Now, however, the deadline for extenders is just a week away, leaving late filers with limited time to meet their obligations to the IRS. The service has reminded people wondering how to file taxes of the different options on offer, including those on its own website and the best tax software. However, with time slipping quickly away, getting started now is a must.
How to file taxes
While the clock may be against you, taxpayers still have many different ways in which to file their taxes. While mailing a paper return is an option, the IRS warns this is taking six to eight weeks to process. As a result, the IRS is actively urging people to file electronically so as to support social distancing efforts and to ensure the fast processing of tax returns, refunds and payments. Here are the electronic filing options that are available:
- For those with income of less than $69,000, the IRS Free File tool can help you find free tax software that won’t cost you anything. With this option, you get guided help with filing too.
- If your income is more than $69,000, and you’re comfortable preparing your taxes on your own, the IRS website also has free electronic forms that you fill out and file yourself.

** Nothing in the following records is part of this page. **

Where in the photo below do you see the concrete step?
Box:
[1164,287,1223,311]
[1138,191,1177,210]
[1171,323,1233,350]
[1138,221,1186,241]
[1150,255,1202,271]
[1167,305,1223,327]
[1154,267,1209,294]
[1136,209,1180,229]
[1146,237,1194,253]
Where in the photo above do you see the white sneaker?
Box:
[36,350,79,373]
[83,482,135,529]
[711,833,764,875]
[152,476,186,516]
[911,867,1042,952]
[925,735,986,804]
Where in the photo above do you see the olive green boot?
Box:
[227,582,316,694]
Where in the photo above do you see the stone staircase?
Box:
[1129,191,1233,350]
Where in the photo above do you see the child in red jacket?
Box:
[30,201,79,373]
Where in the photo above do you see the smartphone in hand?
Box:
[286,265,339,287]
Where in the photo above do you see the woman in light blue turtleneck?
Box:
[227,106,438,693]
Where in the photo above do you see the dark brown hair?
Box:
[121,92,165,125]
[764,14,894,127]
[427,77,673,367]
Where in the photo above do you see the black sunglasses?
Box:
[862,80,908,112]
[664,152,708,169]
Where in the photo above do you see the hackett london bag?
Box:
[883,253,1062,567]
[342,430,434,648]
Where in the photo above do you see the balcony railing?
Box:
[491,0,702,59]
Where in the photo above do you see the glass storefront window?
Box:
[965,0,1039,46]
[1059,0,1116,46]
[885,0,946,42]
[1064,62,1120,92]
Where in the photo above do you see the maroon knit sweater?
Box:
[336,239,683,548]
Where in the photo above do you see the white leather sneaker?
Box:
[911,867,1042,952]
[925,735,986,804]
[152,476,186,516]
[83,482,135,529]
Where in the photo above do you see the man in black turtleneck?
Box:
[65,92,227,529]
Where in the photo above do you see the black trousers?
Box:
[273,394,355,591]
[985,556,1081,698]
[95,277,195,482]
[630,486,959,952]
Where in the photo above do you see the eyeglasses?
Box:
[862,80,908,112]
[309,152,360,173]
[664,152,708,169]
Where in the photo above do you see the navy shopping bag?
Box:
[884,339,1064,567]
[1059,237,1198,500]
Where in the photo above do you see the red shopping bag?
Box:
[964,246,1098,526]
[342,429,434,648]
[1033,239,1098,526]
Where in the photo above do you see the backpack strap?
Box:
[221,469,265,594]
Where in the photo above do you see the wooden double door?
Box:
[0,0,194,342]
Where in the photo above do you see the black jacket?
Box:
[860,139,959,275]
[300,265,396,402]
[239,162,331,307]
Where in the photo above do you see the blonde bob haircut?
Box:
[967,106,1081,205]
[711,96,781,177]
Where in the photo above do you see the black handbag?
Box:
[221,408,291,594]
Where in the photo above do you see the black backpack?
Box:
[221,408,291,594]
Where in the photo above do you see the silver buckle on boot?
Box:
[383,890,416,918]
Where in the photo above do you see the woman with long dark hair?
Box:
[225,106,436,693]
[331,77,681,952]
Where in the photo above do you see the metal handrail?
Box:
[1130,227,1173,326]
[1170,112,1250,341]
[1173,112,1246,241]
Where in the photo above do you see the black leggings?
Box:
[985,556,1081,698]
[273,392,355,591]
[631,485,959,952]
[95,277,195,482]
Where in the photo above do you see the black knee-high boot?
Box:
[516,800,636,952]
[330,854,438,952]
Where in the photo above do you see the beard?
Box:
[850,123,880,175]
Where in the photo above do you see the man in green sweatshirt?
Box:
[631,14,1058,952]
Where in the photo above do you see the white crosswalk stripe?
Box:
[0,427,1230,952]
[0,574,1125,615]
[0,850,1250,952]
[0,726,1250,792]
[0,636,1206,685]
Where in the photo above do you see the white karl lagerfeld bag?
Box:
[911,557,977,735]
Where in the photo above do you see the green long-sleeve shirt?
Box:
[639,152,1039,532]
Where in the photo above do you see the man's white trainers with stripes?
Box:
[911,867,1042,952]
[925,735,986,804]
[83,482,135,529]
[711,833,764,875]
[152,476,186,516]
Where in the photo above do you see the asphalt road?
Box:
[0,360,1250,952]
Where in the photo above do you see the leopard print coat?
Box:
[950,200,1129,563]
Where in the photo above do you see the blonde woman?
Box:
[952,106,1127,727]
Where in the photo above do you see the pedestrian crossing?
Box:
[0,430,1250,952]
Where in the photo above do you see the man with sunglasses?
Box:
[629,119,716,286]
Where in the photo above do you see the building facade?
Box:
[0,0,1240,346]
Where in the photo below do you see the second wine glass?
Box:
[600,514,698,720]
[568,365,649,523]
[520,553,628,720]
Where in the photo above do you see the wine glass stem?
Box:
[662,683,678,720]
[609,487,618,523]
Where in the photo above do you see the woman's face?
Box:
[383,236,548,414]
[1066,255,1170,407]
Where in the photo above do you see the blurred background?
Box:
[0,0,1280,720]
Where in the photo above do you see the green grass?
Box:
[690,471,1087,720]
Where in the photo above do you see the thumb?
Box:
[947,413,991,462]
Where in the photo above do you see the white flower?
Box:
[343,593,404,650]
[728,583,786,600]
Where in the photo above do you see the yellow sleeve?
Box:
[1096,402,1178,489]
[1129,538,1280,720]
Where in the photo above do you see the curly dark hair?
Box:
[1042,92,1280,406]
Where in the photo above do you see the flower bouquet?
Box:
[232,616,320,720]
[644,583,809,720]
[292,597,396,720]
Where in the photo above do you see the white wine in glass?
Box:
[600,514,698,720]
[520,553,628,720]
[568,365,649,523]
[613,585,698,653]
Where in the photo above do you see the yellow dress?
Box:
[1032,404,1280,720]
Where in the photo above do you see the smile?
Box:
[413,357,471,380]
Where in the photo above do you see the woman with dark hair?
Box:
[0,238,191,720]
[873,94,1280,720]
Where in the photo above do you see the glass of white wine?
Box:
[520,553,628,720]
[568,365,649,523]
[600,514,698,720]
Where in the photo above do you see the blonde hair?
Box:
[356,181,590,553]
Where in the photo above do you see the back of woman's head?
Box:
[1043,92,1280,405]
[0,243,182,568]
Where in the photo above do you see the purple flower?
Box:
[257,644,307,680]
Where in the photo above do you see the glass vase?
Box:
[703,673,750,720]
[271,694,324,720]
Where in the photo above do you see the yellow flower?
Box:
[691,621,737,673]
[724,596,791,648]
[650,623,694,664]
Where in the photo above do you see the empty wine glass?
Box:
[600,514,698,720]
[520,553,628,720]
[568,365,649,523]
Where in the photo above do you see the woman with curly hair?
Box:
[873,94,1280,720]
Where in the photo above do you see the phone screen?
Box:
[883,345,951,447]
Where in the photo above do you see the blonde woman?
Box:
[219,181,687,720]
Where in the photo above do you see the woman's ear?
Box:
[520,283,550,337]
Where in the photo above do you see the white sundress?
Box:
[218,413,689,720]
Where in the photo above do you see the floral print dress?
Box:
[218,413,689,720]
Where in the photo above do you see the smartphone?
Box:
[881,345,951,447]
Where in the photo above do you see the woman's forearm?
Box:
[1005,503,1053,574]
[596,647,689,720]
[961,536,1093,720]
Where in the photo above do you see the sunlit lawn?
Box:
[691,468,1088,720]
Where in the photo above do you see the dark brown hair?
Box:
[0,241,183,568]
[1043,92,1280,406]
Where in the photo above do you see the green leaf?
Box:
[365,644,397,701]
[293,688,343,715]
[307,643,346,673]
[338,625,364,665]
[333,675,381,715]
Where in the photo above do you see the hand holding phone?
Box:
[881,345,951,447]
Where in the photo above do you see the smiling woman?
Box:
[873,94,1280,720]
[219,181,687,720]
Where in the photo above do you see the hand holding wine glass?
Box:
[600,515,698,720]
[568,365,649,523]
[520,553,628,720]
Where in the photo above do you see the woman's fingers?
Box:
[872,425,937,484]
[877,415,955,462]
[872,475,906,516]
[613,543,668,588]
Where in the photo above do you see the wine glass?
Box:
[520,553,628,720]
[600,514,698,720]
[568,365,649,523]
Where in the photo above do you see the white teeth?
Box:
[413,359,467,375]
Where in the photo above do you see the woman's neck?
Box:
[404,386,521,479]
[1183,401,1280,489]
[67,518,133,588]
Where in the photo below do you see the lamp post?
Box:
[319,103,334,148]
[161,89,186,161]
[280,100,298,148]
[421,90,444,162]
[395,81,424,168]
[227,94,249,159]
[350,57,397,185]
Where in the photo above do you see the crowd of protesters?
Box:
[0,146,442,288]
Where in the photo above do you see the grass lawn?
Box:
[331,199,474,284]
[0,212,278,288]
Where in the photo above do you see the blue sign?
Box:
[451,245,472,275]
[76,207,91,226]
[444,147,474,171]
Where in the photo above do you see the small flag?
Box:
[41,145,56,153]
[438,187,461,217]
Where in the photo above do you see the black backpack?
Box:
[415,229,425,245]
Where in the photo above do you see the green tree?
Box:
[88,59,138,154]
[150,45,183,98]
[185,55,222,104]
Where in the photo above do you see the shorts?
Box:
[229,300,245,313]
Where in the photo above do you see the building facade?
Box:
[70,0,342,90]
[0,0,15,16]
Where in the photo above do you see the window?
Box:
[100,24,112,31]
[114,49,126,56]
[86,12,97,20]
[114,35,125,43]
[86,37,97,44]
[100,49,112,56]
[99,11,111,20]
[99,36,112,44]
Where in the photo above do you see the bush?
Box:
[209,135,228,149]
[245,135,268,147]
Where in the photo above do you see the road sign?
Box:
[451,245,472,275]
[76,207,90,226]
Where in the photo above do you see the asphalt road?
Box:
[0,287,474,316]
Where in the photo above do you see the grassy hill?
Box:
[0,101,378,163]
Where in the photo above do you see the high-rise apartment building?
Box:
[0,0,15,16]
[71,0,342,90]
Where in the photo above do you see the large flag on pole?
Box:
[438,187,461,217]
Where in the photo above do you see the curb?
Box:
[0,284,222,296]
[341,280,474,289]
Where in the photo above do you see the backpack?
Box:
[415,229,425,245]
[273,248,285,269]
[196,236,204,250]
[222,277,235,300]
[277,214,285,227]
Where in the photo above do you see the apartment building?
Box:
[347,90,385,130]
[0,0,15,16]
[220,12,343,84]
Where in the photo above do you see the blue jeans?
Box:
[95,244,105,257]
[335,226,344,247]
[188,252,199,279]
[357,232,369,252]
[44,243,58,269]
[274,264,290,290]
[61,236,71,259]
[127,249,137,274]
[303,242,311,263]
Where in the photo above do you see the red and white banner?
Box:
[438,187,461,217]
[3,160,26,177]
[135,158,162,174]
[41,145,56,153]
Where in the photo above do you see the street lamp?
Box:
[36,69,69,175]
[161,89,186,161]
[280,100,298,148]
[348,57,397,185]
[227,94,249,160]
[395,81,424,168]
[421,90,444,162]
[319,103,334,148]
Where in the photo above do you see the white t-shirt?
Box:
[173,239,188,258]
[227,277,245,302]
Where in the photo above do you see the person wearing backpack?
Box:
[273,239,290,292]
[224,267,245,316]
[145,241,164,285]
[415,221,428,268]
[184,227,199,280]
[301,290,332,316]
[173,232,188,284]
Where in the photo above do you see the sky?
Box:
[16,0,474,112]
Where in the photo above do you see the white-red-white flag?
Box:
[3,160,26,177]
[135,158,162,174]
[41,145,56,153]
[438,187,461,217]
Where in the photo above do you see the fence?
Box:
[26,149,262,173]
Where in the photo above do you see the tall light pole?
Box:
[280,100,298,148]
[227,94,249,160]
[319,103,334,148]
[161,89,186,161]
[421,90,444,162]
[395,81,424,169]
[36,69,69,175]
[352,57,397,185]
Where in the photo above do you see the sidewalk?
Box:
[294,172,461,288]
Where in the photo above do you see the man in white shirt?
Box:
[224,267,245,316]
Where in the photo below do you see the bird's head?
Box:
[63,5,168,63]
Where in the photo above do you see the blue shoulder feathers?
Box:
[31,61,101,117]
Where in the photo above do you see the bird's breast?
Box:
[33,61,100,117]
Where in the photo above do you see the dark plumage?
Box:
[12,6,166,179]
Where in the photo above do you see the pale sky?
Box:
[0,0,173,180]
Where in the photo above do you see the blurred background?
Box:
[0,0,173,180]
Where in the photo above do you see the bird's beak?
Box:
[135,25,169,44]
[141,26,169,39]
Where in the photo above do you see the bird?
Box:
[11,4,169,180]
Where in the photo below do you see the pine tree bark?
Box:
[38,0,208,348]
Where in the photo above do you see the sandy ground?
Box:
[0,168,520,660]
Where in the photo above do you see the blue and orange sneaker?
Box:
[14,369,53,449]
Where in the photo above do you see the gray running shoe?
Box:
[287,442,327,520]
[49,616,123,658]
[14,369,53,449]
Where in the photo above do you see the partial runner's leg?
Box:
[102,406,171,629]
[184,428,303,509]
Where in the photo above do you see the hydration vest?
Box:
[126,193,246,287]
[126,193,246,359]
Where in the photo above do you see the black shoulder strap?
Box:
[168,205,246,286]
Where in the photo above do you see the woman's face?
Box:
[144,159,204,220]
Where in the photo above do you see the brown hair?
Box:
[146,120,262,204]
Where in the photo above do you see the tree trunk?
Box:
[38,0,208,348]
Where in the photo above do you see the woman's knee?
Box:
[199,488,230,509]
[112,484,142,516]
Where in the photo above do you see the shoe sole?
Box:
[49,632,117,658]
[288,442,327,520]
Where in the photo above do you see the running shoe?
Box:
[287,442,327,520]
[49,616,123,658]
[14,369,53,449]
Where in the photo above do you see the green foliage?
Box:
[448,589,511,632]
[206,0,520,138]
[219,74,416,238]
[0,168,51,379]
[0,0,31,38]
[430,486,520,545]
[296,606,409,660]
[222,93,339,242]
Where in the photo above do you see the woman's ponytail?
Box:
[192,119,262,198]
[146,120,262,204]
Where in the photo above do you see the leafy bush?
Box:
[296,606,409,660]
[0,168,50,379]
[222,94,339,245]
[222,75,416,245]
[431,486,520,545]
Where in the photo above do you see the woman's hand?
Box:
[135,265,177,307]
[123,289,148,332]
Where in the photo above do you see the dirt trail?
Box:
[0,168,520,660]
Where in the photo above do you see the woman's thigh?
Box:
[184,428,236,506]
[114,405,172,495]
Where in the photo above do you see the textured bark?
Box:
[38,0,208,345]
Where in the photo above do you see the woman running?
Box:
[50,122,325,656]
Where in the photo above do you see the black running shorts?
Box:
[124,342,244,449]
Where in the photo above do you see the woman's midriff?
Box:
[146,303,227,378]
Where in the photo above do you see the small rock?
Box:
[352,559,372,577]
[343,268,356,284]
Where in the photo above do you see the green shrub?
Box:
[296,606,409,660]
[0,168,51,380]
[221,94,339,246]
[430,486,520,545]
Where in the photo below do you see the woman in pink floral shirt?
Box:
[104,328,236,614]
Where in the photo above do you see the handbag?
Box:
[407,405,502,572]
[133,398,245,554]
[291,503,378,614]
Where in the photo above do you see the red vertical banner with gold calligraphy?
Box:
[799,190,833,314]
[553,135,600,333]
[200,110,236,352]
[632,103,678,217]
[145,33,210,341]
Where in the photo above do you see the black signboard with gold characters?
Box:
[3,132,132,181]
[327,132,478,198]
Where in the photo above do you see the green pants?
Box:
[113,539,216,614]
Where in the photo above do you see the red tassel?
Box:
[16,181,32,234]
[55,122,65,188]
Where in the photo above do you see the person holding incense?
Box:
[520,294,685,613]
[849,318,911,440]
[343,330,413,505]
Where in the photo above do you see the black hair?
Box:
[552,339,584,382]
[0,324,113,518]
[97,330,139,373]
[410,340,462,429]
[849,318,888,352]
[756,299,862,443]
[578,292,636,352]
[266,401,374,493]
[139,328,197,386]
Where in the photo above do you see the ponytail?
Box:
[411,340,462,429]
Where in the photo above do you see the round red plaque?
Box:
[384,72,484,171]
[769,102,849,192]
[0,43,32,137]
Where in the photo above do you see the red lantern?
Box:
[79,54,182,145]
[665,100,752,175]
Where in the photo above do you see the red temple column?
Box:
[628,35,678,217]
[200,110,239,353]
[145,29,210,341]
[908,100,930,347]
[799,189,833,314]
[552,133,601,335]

- Anyone can use commercial tax software, whose sole aim is to assist in the preparation and filing of taxes. If your taxes are straightforward, most of these packages offer basic versions that are free as well.
- If your situation is more complex, then finding a tax pro who is an authorized IRS e-File provider is probably your best option.
- For members of the military or qualified veterans, there is the option to file for free online using MilTax.
What is the fastest way to get a tax refund?
If you’re expecting a tax refund after filing - and most people will get money back - the IRS says choosing the direct deposit option, so that monies are electronically deposited into a bank account, will ensure the speediest return of your funds. This method allows for any refund to be paid into one, two or even three accounts, and is always much quicker than waiting for a paper check to arrive in the mail. The faster delivery of refunds via direct deposit is also especially useful if you're currently struggling financially, and trying to stave off the need to use the best personal loans or credit cards to get by.
Does the tax deadline apply to everyone?
While most taxpayers should file their tax returns on or before October 15, some people may have more time. They include:
- Members of the military and others serving in a combat zone, who typically have 180 days after they leave the combat zone to file returns and pay any taxes due.
- Those in federally declared disaster areas who already had valid extensions, details of which can be found on the IRS website.
Are there penalties if you don't file taxes?
If you don’t file in time, a failure-to-file penalty might come your way. This will usually be equivalent to 5% of your unpaid taxes for every month your tax return is late, up to five months. And if you’re more than 60 days late, you can expect to pay the lesser of all the tax that you owe or “a specific dollar amount that is adjusted annually for inflation”, which is currently $435.
What if I can’t pay my taxes?
Americans can make their federal tax payments online, by phone or with their mobile device and the IRS2Go app. However, failure to stump up what you owe will usually result in penalties and interest.
If you’re struggling to raise the funds to pay the full amount, contact the IRS to find out what your options might be. Putting an installment agreement in place might be one way of providing more time to pay what you owe, and may result in smaller penalties. While interest and late-payment penalties continue to build on unpaid taxes, the failure to pay tax penalty rate of 0.5% is cut in half while an installment agreement is in effect. For the calendar quarter beginning October 1, the interest rate for underpayment is 3%.
With the October 15 deadline so close, making use of tax software is probably your best chance of filing in time. Such packages offer all the tools and support needed to file quickly, and can help reduce the number of tax-filing mistakes that are made.